La Commissione parlamentare di inchiesta sul femminicidio e su ogni altra forma di violenza di genere ha svolto un’indagine relativa agli anni 2016/2018 (cioè prima dell’approvazione della legge 69/2019 c.d. Codice Rosso) per accertare, sotto il profilo quantitativo, quali siano state le formule organizzative e il tasso di formazione e specializzazione degli operatori giudiziari nel contrasto alla violenza contro le donne.
I dati del rapporto sono fondati sulla risposta ricevuta ai questionari somministrati a Procure, Tribunali, Csm, Scuola Superiore della Magistratura, Consiglio Nazionale Forense e Ordini degli Psicologi.

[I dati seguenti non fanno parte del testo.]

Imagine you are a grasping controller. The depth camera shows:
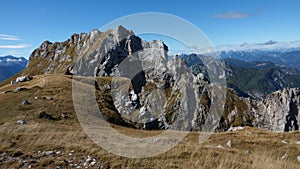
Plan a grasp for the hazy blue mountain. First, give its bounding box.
[180,54,300,99]
[220,50,300,69]
[0,55,28,82]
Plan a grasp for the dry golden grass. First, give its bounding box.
[0,75,300,169]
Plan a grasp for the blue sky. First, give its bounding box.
[0,0,300,58]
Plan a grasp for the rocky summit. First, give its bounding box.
[5,26,300,131]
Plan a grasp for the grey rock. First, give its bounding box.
[17,120,27,125]
[45,151,55,156]
[39,111,56,120]
[55,165,63,169]
[15,87,26,92]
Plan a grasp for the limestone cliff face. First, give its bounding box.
[22,26,300,131]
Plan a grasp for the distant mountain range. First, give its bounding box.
[216,40,300,52]
[220,50,300,69]
[180,51,300,99]
[0,55,28,82]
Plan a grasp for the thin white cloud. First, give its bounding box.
[0,34,21,41]
[211,12,255,19]
[0,44,30,49]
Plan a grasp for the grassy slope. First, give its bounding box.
[0,75,300,169]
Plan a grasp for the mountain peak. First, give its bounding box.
[111,25,134,41]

In sintesi risulta che le Procure della Repubblica sono quelle più formate, eccetto che nel 10,1% dei casi: il 12 % si colloca ad un livello qualitativo molto alto di risposta al fenomeno, mentre la parte maggioritaria evidenzia diversi stadi di avanzamento o di criticità.
Situazione più carente è quella dei tribunali, con particolare riguardo a quelli civili che:
- solo nell’8,5% risulta “attento alla materia e coerente nell’azione”;
- nel 95% dei casi non è stato in grado di quantificare i casi di violenza domestica emersi nelle cause di separazione giudiziale, di scioglimento e cessazione degli effetti civili del matrimonio e quelle sui provvedimenti riguardanti i figli;
- solo nel 9 % dei tribunali si acquisiscono gli atti del procedimento penale quando emergono violenze.

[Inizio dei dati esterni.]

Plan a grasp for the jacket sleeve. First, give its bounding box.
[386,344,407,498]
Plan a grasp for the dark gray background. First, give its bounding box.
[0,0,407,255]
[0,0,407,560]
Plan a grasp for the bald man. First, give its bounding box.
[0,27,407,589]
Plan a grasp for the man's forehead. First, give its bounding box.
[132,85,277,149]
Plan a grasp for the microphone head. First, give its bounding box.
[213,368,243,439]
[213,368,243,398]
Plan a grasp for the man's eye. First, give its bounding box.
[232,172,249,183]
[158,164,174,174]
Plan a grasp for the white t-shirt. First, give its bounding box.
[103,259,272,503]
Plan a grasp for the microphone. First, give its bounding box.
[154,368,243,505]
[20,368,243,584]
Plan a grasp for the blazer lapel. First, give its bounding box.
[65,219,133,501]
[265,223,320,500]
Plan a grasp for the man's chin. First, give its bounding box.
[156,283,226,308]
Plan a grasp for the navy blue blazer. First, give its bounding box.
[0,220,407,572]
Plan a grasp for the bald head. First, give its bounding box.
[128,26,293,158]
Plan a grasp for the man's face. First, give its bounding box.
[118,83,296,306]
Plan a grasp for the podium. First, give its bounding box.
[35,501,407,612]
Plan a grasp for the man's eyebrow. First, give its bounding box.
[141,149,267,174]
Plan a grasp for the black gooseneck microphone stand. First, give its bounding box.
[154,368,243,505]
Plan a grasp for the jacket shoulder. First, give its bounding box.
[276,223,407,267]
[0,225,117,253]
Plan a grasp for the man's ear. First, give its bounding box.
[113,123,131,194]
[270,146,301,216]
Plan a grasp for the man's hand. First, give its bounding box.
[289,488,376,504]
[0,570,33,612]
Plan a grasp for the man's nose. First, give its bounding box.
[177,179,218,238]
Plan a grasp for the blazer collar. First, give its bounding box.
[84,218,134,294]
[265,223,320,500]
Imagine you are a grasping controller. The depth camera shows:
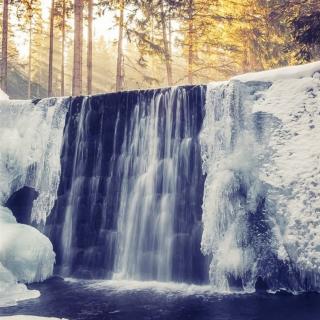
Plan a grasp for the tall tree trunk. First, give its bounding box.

Inoltre, nei Tribunali civili risulta diffusa la nomina di consulenti privi di specializzazione nella materia della violenza di genere e domestica ed è irrisorio il numero degli ordini di protezione rispetto all’estensione della violenza (40 nel 2016, 53 nel 2017 e 68 nel 2018).

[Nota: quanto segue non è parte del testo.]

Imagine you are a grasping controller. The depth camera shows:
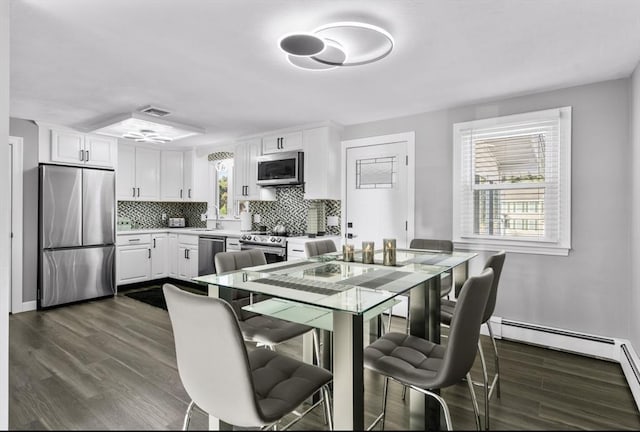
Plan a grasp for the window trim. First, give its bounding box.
[452,106,572,256]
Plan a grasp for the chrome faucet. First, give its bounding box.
[213,204,222,229]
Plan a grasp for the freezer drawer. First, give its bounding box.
[38,246,115,308]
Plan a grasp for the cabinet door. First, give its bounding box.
[51,129,84,165]
[232,141,248,201]
[178,244,198,279]
[151,234,169,279]
[244,140,262,200]
[262,131,302,154]
[116,144,137,201]
[84,135,117,168]
[167,234,181,277]
[303,126,341,200]
[135,147,160,201]
[117,244,151,285]
[160,150,185,201]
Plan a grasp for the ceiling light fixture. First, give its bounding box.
[89,112,205,144]
[280,21,395,70]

Questo fa concludere per l’invisibilità del fenomeno presso l’Autorità giudiziaria civile.
Con specifico riferimento ai tribunali di sorveglianza è emerso che solo l’11% acquisisce sempre le informazioni dalle persone offese ai fini della concessione dei benefici penitenziari (permessi premio e semilibertà), dal che consegue che quasi nel 90% dei casi la mancata stabile e certa interlocuzione con la vittima può metterne a rischio la sicurezza, a fronte di reati connotati da un alto tasso di recidiva.
Il capitolo quattro del Rapporto, dedicato alla formazione degli operatori, segnala che con riferimento all’Autorità giudiziaria “l’offerta formativa appare, nel complesso, piuttosto carente” visto che la Scuola Superiore della Magistratura nel triennio 2016/2018 ha organizzato 6 corsi in materia di violenza di genere e domestica (di cui nessuno rivolto solo al settore penale), per il 5% di magistrati/e, costituito in gran parte da donne (il 67%) rispetto agli uomini (il 33%) e da magistrati/e delle Procure rispetto ai giudici. Più significativo è stato l’impegno formativo a livello locale in cui sono state organizzate 25 attività con un coinvolgimento del 13% della magistratura.
Con riferimento all’avvocatura è emerso che nel triennio sono stati organizzati “più di 100 eventi in materia”, con la partecipazione di oltre 1000 avvocati su un totale di 243.000 di cui oltre l’80% donne, in maggioranza civiliste.
Infine, gli psicologi, soggetti divenuti nel tempo sempre più significativi come consulenti nei procedimenti riguardanti la violenza di genere e domestica, specie in sede civile, hanno mostrato gravissime carenze nella formazione, visto che nel 2016 sono stati organizzati 8 eventi formativi sulla materia, mentre 24 per anno nel 2017 e nel 2018.
In conclusione, sulla base di questi inequivoci numeri, la Commissione rileva che, aldilà di singole ed isolate realtà, la specializzazione e la formazione degli operatori giudiziari, complessivamente intesi, nei reati di violenza contro le donne è risultata gravemente lacunosa cosicché il percorso di adeguamento ai principi della Convenzione di Istanbul può dirsi solo avviato.